To date only 2% of lncRNAs has been functionally characterized, and little is known about their molecular mechanisms and transcript properties. Bioinformatic tools applied to the protein-coding world are generally ineffective for lncRNAs, complicating their classification and prediction of their functions. A major bottleneck is the lack of frameworks for categorising lncRNAs and to decipher how molecular interactions are encoded in their sequences at high throughput. In our lab we are interested in addressing this acute need for approaches to functionally classify lncRNAs and to identify their sequence domains.
Repetitive and transposable elements: roles in lncRNAs
The sequence domains underlying long noncoding RNA (lncRNA) activities remain largely unknown. It has been proposed that these domains can originate from neofunctionalised fragments of transposable elements (TEs), otherwise known as RIDLs (Repeat Insertion Domains of Long Noncoding RNA), although just a handful have been identified.
We are interested in distinguishing those functional RIDL instances against a numerous genomic background of neutrally-evolving TEs transcriptome-wise.
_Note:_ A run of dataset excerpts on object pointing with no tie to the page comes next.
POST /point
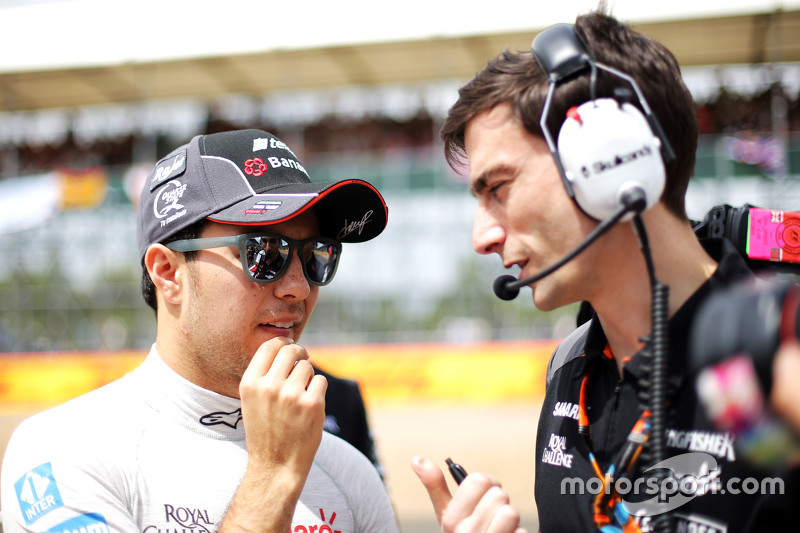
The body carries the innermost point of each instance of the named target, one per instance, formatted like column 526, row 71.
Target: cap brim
column 347, row 210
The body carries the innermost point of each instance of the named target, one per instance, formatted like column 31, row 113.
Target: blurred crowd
column 329, row 134
column 727, row 113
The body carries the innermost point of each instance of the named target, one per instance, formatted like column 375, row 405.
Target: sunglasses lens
column 319, row 260
column 267, row 257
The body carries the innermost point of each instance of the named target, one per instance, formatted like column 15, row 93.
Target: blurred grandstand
column 69, row 275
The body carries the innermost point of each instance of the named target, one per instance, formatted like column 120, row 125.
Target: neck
column 623, row 301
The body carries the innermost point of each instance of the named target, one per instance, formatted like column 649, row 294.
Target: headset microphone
column 633, row 200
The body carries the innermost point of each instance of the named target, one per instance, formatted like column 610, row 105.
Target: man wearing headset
column 592, row 422
column 221, row 427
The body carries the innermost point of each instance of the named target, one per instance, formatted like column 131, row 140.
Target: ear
column 165, row 267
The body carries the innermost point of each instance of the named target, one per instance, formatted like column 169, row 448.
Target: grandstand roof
column 69, row 53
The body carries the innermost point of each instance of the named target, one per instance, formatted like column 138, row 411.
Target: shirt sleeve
column 54, row 482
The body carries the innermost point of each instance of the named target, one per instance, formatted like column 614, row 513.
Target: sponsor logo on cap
column 355, row 225
column 167, row 199
column 259, row 208
column 265, row 143
column 255, row 167
column 169, row 168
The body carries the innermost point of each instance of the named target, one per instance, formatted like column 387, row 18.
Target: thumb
column 433, row 480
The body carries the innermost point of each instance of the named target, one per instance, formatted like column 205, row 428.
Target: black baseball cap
column 250, row 177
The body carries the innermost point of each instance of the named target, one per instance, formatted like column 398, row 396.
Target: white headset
column 606, row 146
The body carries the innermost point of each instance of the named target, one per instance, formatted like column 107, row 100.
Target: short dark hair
column 516, row 78
column 148, row 287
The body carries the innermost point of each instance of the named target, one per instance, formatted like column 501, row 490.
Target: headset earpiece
column 607, row 147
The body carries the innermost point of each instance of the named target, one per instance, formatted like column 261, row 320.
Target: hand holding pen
column 480, row 504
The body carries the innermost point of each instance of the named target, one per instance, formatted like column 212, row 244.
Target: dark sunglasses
column 266, row 256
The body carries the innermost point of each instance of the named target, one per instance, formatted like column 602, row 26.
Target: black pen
column 456, row 470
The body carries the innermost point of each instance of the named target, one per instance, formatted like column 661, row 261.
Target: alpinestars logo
column 227, row 419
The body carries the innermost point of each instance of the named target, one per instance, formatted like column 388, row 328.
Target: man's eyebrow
column 479, row 184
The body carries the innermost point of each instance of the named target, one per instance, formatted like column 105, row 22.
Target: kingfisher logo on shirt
column 37, row 493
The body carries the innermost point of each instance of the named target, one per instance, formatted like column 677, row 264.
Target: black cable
column 656, row 369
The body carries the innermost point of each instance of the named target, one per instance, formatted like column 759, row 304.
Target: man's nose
column 487, row 234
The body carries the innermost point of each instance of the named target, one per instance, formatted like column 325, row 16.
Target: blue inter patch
column 37, row 493
column 85, row 523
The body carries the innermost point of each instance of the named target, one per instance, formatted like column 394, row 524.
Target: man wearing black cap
column 221, row 427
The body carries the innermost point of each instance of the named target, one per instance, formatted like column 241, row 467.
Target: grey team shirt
column 152, row 452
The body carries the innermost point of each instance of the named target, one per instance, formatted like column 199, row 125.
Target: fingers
column 433, row 480
column 479, row 504
column 785, row 396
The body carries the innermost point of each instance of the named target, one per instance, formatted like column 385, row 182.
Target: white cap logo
column 168, row 198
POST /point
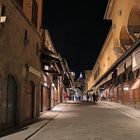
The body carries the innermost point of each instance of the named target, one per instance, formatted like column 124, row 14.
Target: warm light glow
column 45, row 84
column 126, row 88
column 136, row 84
column 53, row 84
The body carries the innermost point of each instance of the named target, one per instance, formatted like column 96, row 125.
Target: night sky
column 77, row 30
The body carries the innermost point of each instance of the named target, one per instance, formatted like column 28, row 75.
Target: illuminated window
column 2, row 13
column 20, row 3
column 34, row 13
column 26, row 40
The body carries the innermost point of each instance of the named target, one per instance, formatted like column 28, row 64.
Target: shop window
column 20, row 3
column 2, row 13
column 124, row 77
column 34, row 13
column 26, row 40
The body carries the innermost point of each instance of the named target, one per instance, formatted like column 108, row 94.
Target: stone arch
column 125, row 39
column 117, row 48
column 134, row 22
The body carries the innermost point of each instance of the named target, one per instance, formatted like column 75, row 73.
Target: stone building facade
column 20, row 68
column 117, row 69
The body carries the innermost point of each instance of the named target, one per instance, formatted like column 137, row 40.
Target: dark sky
column 77, row 30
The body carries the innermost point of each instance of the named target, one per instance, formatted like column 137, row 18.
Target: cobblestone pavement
column 83, row 121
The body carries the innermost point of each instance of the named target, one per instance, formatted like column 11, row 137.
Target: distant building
column 116, row 73
column 79, row 83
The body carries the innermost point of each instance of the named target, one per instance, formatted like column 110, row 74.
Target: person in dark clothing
column 94, row 97
column 87, row 96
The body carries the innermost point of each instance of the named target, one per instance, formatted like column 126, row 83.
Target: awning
column 136, row 84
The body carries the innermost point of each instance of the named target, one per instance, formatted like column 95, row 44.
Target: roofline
column 118, row 61
column 109, row 9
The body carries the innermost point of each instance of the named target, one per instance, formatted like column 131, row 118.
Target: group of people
column 94, row 97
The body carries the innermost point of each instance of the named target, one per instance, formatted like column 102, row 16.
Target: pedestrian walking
column 87, row 96
column 94, row 97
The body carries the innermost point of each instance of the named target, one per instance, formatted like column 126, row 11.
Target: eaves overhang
column 134, row 46
column 109, row 9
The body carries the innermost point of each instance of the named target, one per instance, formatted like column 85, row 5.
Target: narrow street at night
column 85, row 121
column 69, row 70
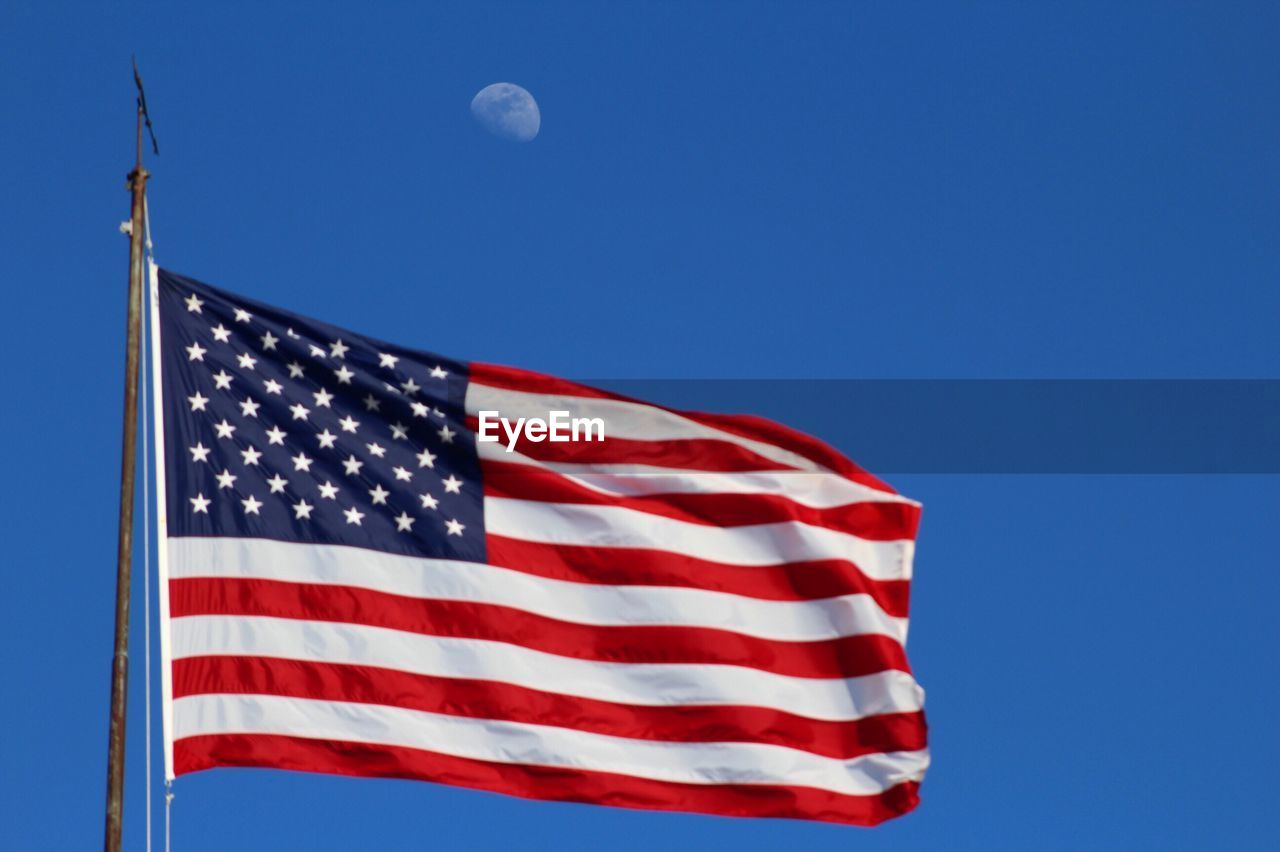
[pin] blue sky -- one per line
(760, 191)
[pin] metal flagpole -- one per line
(137, 182)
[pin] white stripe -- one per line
(161, 521)
(760, 544)
(511, 742)
(648, 685)
(816, 490)
(562, 600)
(635, 421)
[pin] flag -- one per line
(374, 562)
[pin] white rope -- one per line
(146, 587)
(146, 536)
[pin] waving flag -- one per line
(681, 612)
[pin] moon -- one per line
(507, 110)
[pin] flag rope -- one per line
(146, 553)
(146, 564)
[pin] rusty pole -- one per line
(137, 182)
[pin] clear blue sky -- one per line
(735, 189)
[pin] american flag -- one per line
(699, 613)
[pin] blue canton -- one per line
(283, 427)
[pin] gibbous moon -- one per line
(507, 110)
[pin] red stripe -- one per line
(640, 567)
(195, 754)
(837, 658)
(497, 700)
(872, 521)
(685, 453)
(743, 425)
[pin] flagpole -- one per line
(137, 182)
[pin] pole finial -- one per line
(142, 108)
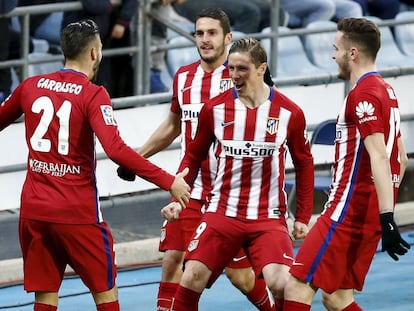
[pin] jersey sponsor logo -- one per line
(57, 86)
(391, 93)
(249, 149)
(53, 169)
(225, 124)
(162, 235)
(225, 84)
(286, 256)
(190, 112)
(193, 245)
(108, 114)
(272, 125)
(365, 111)
(236, 259)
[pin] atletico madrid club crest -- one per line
(272, 125)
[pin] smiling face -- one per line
(211, 41)
(244, 73)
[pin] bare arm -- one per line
(381, 171)
(403, 158)
(163, 136)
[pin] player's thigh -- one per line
(215, 232)
(90, 249)
(175, 235)
(42, 255)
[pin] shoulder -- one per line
(189, 67)
(285, 102)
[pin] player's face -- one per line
(341, 57)
(98, 59)
(210, 40)
(244, 73)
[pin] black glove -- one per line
(267, 78)
(125, 174)
(391, 238)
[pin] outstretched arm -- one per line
(392, 242)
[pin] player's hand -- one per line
(171, 211)
(180, 190)
(125, 174)
(391, 238)
(300, 230)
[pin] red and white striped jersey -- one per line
(63, 111)
(251, 150)
(192, 87)
(370, 107)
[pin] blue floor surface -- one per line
(389, 286)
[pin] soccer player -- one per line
(194, 85)
(60, 219)
(370, 160)
(253, 125)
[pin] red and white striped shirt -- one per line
(370, 107)
(251, 150)
(192, 87)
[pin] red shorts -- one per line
(240, 261)
(48, 247)
(334, 256)
(218, 239)
(175, 235)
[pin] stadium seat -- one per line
(186, 26)
(323, 136)
(390, 55)
(177, 57)
(318, 46)
(42, 68)
(291, 58)
(404, 34)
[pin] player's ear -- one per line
(93, 53)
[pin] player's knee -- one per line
(172, 266)
(243, 279)
(172, 261)
(330, 302)
(106, 296)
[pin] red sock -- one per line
(108, 306)
(185, 300)
(289, 305)
(44, 307)
(279, 304)
(166, 292)
(259, 296)
(353, 307)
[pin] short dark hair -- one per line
(362, 32)
(74, 37)
(218, 14)
(252, 46)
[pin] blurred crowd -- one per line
(114, 18)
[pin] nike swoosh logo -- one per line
(288, 257)
(186, 88)
(236, 259)
(294, 263)
(224, 124)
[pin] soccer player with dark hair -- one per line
(370, 161)
(60, 218)
(252, 126)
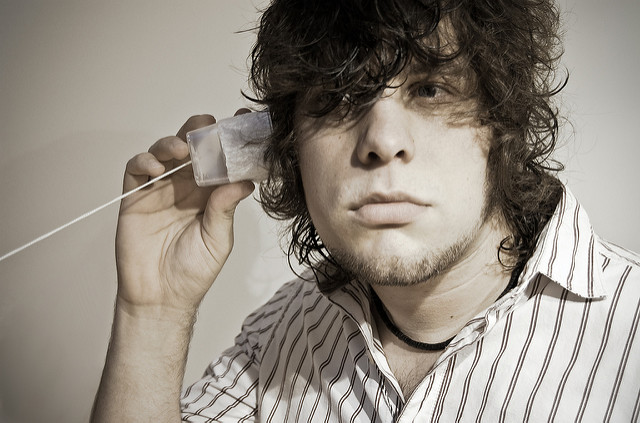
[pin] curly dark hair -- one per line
(323, 52)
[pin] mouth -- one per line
(395, 209)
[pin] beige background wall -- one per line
(84, 85)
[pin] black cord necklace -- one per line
(425, 346)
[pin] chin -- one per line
(394, 269)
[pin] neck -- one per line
(436, 309)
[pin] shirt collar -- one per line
(566, 251)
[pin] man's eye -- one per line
(430, 91)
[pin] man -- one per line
(452, 276)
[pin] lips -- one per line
(388, 209)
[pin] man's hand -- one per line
(173, 237)
(172, 241)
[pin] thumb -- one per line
(217, 222)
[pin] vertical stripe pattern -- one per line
(561, 346)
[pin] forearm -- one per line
(143, 374)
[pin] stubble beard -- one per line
(398, 270)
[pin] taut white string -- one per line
(97, 209)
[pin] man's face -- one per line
(398, 194)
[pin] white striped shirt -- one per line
(561, 346)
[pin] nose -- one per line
(386, 134)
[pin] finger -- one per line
(195, 122)
(169, 148)
(217, 222)
(139, 169)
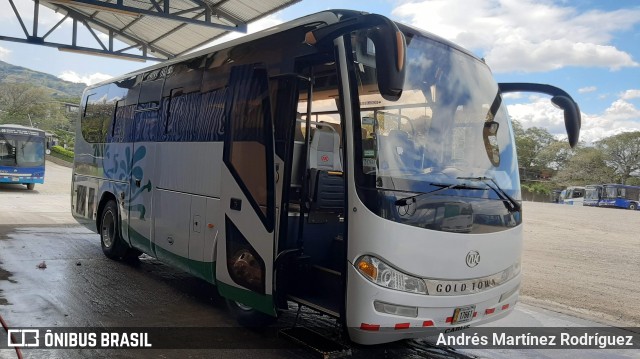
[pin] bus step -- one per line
(319, 303)
(325, 347)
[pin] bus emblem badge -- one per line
(473, 258)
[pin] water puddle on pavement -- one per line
(5, 275)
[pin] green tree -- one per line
(30, 105)
(587, 166)
(538, 150)
(622, 152)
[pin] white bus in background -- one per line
(573, 195)
(201, 162)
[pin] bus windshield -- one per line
(21, 150)
(447, 128)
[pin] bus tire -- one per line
(110, 240)
(249, 317)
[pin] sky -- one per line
(589, 48)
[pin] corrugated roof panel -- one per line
(167, 35)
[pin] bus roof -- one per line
(324, 17)
(20, 127)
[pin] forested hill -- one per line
(59, 88)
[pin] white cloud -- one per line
(4, 53)
(526, 35)
(630, 94)
(87, 79)
(512, 95)
(587, 89)
(620, 116)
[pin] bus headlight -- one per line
(384, 275)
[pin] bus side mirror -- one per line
(388, 40)
(561, 99)
(571, 117)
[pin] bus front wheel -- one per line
(110, 239)
(249, 317)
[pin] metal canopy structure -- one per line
(144, 29)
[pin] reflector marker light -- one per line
(490, 311)
(371, 327)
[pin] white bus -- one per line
(318, 162)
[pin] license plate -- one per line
(463, 314)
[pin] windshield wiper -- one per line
(412, 199)
(513, 206)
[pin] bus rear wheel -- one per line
(249, 317)
(110, 240)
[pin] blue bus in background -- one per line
(620, 196)
(22, 155)
(592, 195)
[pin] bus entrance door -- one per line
(245, 249)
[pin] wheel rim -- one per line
(108, 229)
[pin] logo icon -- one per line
(473, 258)
(21, 337)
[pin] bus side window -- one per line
(181, 101)
(97, 115)
(250, 134)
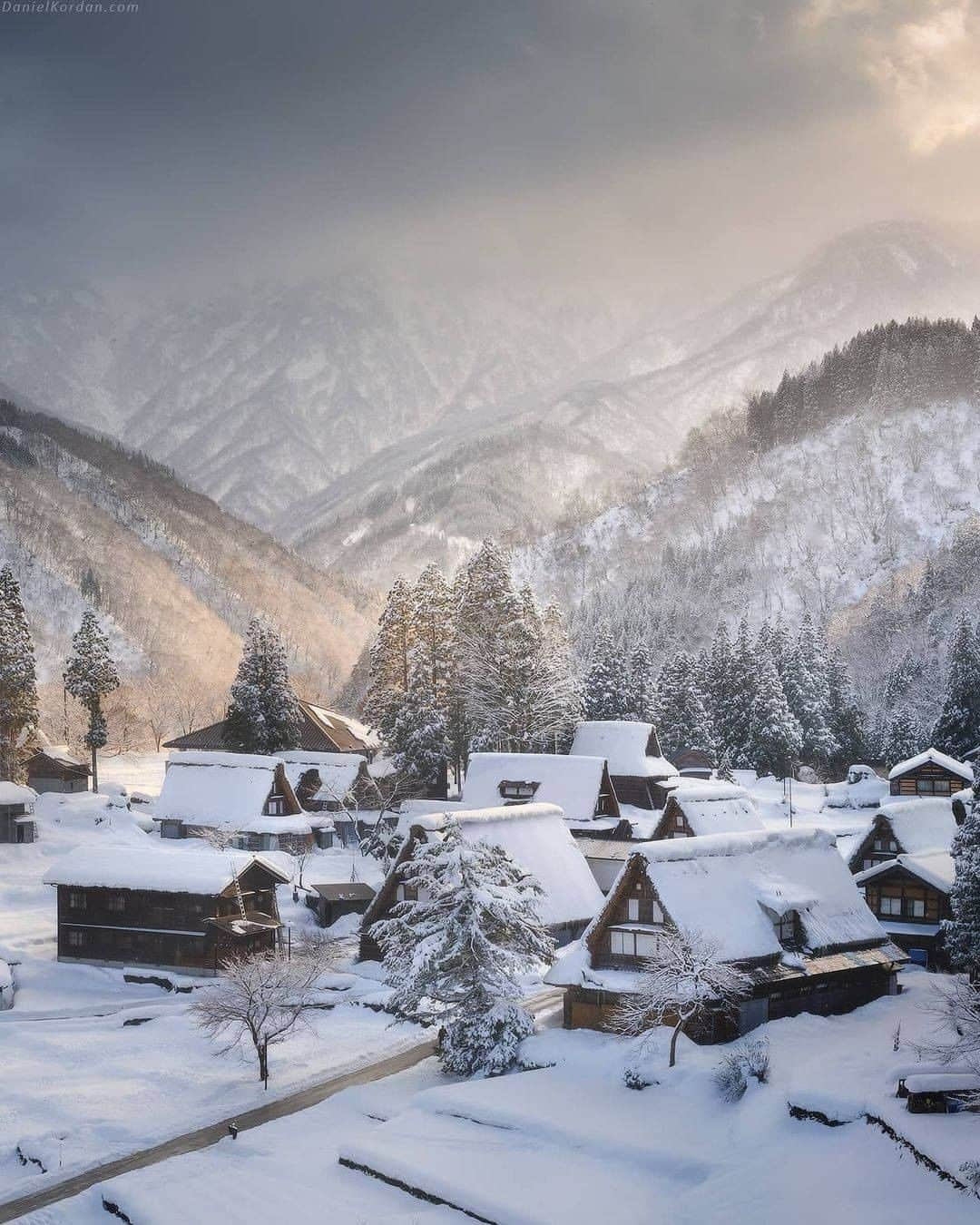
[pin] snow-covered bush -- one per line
(485, 1043)
(750, 1060)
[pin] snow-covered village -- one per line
(490, 612)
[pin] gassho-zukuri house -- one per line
(578, 786)
(536, 838)
(781, 906)
(182, 910)
(248, 795)
(640, 773)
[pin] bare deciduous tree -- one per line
(261, 997)
(683, 983)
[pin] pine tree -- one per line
(90, 676)
(263, 714)
(18, 693)
(904, 735)
(606, 685)
(774, 735)
(681, 713)
(808, 690)
(958, 728)
(389, 661)
(456, 955)
(642, 683)
(962, 931)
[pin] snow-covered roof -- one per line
(865, 791)
(935, 868)
(338, 772)
(935, 757)
(214, 788)
(536, 838)
(163, 871)
(720, 884)
(571, 781)
(13, 793)
(623, 745)
(717, 808)
(921, 825)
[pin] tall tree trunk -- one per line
(674, 1038)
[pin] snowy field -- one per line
(571, 1143)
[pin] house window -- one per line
(517, 791)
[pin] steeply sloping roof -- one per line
(573, 783)
(935, 868)
(338, 772)
(216, 789)
(720, 885)
(163, 871)
(717, 808)
(625, 746)
(536, 838)
(921, 825)
(936, 759)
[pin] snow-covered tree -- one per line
(681, 985)
(962, 933)
(455, 956)
(261, 997)
(18, 693)
(90, 676)
(958, 728)
(263, 714)
(389, 659)
(904, 735)
(774, 734)
(681, 716)
(808, 691)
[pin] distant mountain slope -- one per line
(606, 426)
(174, 576)
(871, 490)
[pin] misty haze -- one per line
(489, 633)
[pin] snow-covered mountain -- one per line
(174, 577)
(377, 426)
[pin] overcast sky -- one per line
(699, 142)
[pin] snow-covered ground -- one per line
(571, 1143)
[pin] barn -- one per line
(780, 906)
(536, 838)
(640, 773)
(181, 910)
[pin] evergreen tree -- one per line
(774, 737)
(904, 737)
(962, 933)
(263, 714)
(680, 710)
(642, 683)
(958, 728)
(606, 685)
(456, 955)
(808, 691)
(90, 676)
(18, 693)
(389, 661)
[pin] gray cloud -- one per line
(681, 141)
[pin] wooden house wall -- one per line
(927, 779)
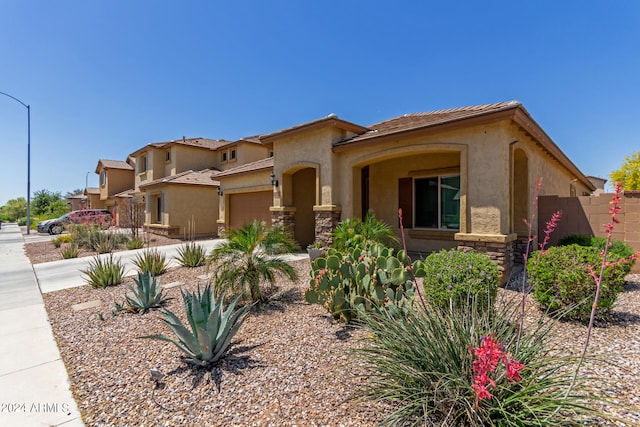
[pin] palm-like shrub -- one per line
(242, 262)
(70, 251)
(104, 272)
(353, 232)
(147, 293)
(211, 327)
(421, 363)
(151, 261)
(135, 243)
(191, 254)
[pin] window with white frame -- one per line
(437, 202)
(142, 164)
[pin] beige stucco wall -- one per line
(186, 206)
(184, 158)
(311, 149)
(242, 183)
(246, 152)
(118, 180)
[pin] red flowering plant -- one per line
(486, 360)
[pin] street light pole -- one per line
(28, 159)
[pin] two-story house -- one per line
(176, 182)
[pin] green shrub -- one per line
(618, 248)
(419, 364)
(104, 272)
(348, 283)
(151, 261)
(58, 241)
(147, 294)
(94, 239)
(70, 251)
(575, 239)
(212, 327)
(353, 232)
(451, 277)
(135, 243)
(192, 255)
(561, 280)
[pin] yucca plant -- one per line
(104, 272)
(421, 363)
(211, 327)
(152, 261)
(191, 254)
(353, 232)
(148, 293)
(70, 251)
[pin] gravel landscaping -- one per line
(290, 364)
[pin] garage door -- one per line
(244, 208)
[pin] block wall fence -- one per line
(587, 215)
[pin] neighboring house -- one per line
(246, 194)
(175, 180)
(77, 202)
(115, 177)
(183, 205)
(93, 198)
(464, 177)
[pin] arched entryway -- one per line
(304, 198)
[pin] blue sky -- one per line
(105, 78)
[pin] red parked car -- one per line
(100, 217)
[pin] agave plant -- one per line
(152, 261)
(191, 254)
(101, 273)
(147, 294)
(212, 327)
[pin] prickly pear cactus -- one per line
(360, 280)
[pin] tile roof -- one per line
(126, 193)
(331, 120)
(414, 121)
(248, 167)
(115, 164)
(190, 177)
We have shown evidence that a subset of TE types experience evolutionary selection in the context of lncRNA exons, and that their host lncRNAs tend to be functionally validated and associated with disease.
On the other hand, an emerging question over the last years in the lncRNA field is how specific subcellular locations of lncRNAs are encoded in their primary sequence. We hypothesise that RIDLs may play a role in directing lncRNAs to subcellular compartments. Thus, we are particularly interested on using this RIDL group to explore the relationship between TEs and lncRNA subcellular localisation. We use global localisation data from human cell lines to investigate a potential contribution of evolutionarily-conserved RIDL elements on nuclear/cytoplasmic distribution of transcripts. At present, we have shown a role for L2b, Mirb and Mirc TEs in regulating nuclear enrichment of lncRNAs.
For more information see these papers:
The RIDL hypothesis; Johnson and Guigó (2014)
Because molecular functions depend on physical interactions, and physical interactions in turn depend on co-localization, we expect subcellular localization of lncRNA to be crucial for understanding their roles and regulation in cells. Hence, we approach the categorization of lncRNAs by studying their subcellular expression by creating subcellular maps of lncRNAs in human cell lines. These maps represent the basis to study gene features, sequence domains and post-transcriptional regulation of lncRNAs with the same subcellular fate.
An important source of confusion over RNA localisation arises from how we define nuclear / cytoplasmic enrichment for polyA+ RNA. Conventionally, relative localisation is defined as the ratio of concentrations of RNA between two compartments. Converseley, absoluate localisation is defined as the ratio of the number of molecules between two compartment. We recently developed a method to infer absolute localisation from RNA-seq data, and compared the results to relative quantifications from the same cells. More information can be found in our recent article (manuscript submitted). The entire set of quantifications can be downloaded here:
- lncRNA relative quantification
- mRNA relative quantification
- lncRNA absolute quantification
- mRNA absolute quantification
We have also made relative quantification maps available to the research community in a webserver: lncATLAS (see below)
LncATLAS is an easy to use web-based visualization tool to obtain useful information about relative localization of lncRNAs in human cells based on RNA-seq.
Website is available at: http://lncatlas.crg.eu/
For a given lncRNA of interest, using lncATLAs you can:
1) Inspect the cytoplasmic-nuclear localisation of your gene of interest (GOI) in 15 different cell lines
2) Inspect the cytoplasmic-nuclear localisation of your GOI within the distribution of mRNAs and lncRNA genes
3) Inspect the localisation of your GOI at sub-compartment level: localisation values within distributions for the K562 cell line subnuclear and subcytoplasmic compartments
Usage and source of data used are described Mas-Ponte et al. (2017).